- Taxes cannot be raised through sermons
Prime Minister Imran Khan spent a day in Karachi on Wednesday trying to persuade the business community to pay taxes. He talked about his Cabinet’s austerity measures and the campaign against corrupt politicians. Had sermons been the best way to collect taxes from reluctant businessmen, Maulana Tariq Jameel would have performed the task much better than Mr Khan.
While the PM takes pride in getting loans from a number of friendly countries, he forgets the flip side of the credit noted by the IMF. Seeking loans reduced the urgency to tackle the underlying problems while increasing the country’s debt obligations. Further, lack of confidence among the business community in government’s policies led to a slowdown in economic activity, thus accelerating inflation. This resulted in the deterioration of the large-scale manufacturing index, domestic cement dispatches and motor vehicle sales. In a situation where the wheels of industry have slowed down, it would be unrealistic to hope to raise Rs 5,500 billion in taxes.
Fiscal imbalances have continued to build to over seven per cent of GDP against the budgeted target of 5.1 per cent. It is futile to take credit for a marginal growth in exports which is not reflected in larger foreign exchange earnings. The IMF notes that there is a deterioration, largely driven by a significant revenue shortfall, equivalent to 1.4 per cent of GDP. What is more, the government has failed to realise the urgency to fully cooperate with FATF. The IMF has however warned that a potential blacklisting by the Financial Action Task Force could result in a freeze of capital inflows to Pakistan, jeopardising the financing assurances under the programme.

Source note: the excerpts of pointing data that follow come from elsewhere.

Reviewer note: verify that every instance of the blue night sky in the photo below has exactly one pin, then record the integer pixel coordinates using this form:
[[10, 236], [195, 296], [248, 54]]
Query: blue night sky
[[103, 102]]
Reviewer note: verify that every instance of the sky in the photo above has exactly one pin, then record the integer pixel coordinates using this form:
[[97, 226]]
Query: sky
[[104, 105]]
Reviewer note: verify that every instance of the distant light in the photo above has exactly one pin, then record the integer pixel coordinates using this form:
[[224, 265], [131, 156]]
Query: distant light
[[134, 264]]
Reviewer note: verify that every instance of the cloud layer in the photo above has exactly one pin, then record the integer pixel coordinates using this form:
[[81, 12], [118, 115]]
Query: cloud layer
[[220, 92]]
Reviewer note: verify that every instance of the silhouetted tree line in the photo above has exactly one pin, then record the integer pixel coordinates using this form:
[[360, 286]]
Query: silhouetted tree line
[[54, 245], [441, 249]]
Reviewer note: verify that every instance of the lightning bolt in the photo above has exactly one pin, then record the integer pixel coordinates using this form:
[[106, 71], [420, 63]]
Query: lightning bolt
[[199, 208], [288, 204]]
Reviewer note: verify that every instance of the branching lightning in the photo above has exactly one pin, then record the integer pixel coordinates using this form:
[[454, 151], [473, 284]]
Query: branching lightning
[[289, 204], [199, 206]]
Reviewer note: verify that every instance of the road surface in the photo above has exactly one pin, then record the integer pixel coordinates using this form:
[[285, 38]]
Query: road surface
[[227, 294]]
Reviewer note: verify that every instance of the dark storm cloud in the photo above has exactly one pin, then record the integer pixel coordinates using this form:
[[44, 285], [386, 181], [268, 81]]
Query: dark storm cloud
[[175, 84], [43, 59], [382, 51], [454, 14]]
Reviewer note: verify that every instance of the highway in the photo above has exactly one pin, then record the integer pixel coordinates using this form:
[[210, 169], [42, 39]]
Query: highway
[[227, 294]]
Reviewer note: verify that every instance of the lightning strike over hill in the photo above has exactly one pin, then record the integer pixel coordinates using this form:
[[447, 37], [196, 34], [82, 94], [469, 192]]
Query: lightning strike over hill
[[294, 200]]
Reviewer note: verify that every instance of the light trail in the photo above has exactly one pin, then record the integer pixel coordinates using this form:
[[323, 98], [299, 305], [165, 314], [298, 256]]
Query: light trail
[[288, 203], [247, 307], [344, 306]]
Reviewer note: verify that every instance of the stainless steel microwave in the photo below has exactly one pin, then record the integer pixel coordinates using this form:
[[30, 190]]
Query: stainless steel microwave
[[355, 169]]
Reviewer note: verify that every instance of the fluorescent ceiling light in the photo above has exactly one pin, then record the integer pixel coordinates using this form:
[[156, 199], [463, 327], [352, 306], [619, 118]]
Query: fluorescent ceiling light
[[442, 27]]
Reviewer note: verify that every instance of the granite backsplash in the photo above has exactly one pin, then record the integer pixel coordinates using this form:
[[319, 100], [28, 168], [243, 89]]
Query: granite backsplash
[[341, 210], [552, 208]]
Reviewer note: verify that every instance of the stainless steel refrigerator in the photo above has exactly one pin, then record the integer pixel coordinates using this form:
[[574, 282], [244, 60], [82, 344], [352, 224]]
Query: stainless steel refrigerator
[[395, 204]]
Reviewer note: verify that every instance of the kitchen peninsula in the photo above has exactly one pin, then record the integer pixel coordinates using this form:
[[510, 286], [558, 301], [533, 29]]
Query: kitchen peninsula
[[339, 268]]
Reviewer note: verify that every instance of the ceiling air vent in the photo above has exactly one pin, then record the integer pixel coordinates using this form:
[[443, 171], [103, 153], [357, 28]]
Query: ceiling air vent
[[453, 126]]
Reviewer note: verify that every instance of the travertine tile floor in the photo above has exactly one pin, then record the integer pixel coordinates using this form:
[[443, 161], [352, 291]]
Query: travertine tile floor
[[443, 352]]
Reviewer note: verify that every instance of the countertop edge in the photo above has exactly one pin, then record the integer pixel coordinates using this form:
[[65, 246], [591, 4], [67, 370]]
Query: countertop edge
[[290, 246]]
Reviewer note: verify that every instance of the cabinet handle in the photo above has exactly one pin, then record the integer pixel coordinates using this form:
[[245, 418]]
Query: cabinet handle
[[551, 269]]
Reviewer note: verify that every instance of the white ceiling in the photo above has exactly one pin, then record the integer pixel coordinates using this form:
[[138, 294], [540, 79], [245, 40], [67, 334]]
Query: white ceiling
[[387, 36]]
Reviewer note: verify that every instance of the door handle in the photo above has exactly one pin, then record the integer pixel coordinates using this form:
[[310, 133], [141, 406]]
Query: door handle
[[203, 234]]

There is a dire need to make the artful dodgers in the business community and the big landlords pay their taxes. For this political exigencies should not be allowed to stand in the way. A most important task is to improve the working of the FBR. The present direct interaction between the taxpayer and the FBR officials has to be blocked. A mass transfer of FBR’s staff will not help, as the new appointees will learn the ropes within months with the result that a good part of taxes that should go to FBR, would line the taxmen’s pockets.